Among them, the strong man of the ruling Morena party in the Senate, Ricardo Monreal, who had announced a postponement of the reform until April, and wanted it to be amended.

There are also the governors of the northern states bordering California and Texas, such as Baja California or Sonora. The “Baja” wants to stay connected “to the fourth largest economy in the world, which is California”, suggests the American source in Mexico.

Among other arguments, the United States believes that the reform will favor polluting coal-based energies, to the detriment of “clean” or “renewable” energies.

“It’s a lie,” the energy secretary said. “In Mexico we only have 3% coal-based electricity generation, compared to 22% in the United States and more than 50% in China.

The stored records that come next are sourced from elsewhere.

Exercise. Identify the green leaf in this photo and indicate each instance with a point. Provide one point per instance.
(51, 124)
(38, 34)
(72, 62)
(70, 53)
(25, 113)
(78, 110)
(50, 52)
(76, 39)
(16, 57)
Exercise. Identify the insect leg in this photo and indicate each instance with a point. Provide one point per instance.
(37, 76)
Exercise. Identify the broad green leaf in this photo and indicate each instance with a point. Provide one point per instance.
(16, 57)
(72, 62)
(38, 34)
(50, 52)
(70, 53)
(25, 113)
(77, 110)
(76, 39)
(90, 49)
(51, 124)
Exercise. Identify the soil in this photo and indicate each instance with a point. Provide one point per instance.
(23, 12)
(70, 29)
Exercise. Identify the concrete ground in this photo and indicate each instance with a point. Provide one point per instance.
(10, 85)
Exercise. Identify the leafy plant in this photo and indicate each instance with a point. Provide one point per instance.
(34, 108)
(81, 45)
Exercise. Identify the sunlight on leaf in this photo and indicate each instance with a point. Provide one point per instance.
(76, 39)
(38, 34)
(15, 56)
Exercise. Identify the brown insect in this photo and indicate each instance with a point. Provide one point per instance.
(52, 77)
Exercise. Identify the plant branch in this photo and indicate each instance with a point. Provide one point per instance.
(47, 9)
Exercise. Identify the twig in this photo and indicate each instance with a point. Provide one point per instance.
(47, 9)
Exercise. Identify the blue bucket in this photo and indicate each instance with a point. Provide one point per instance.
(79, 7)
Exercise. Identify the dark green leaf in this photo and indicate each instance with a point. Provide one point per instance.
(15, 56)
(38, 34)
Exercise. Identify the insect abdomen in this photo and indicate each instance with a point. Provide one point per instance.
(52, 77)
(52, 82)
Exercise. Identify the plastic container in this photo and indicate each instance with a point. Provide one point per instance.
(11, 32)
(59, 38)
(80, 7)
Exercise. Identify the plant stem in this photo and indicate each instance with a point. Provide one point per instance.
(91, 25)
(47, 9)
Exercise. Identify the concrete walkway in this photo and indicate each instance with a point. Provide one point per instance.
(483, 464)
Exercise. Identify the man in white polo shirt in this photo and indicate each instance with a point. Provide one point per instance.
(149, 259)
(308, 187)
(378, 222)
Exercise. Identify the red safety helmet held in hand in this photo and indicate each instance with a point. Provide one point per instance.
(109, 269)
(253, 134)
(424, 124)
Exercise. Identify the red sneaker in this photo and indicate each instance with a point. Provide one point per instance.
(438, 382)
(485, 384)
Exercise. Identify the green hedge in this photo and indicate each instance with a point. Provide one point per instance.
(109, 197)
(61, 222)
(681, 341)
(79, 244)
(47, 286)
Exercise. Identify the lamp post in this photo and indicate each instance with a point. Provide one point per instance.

Germany has resumed its production of electricity from coal.

“Each country adapts to the resources at its disposal, and on this point we are not going to criticize the others”, slipped the secretary, as if she was aiming at Washington.

The constitutional reform plans to revise three articles of the Mexican Constitution (27 to 29) which state that natural resources are property of the Nation.

“In the Mexican belief system, energy is the central question of popular sovereignty”, analyzes the writer and journalist Ricardo Raphael in the washington post. “The electricity and oil industries are perceived as national assets which the state must have control over”.

“This is not the case in the United States, where the private sector has intensive participation and the government intervenes only as a regulator of the markets,” he adds.

Flagship of national industry, the national public oil company Petroleo Mexico (Pemex) was born from the expropriation in 1938 of 17 Anglo-Saxon companies by President Lazaro Cardenas, a high point in the contemporary history of Mexico.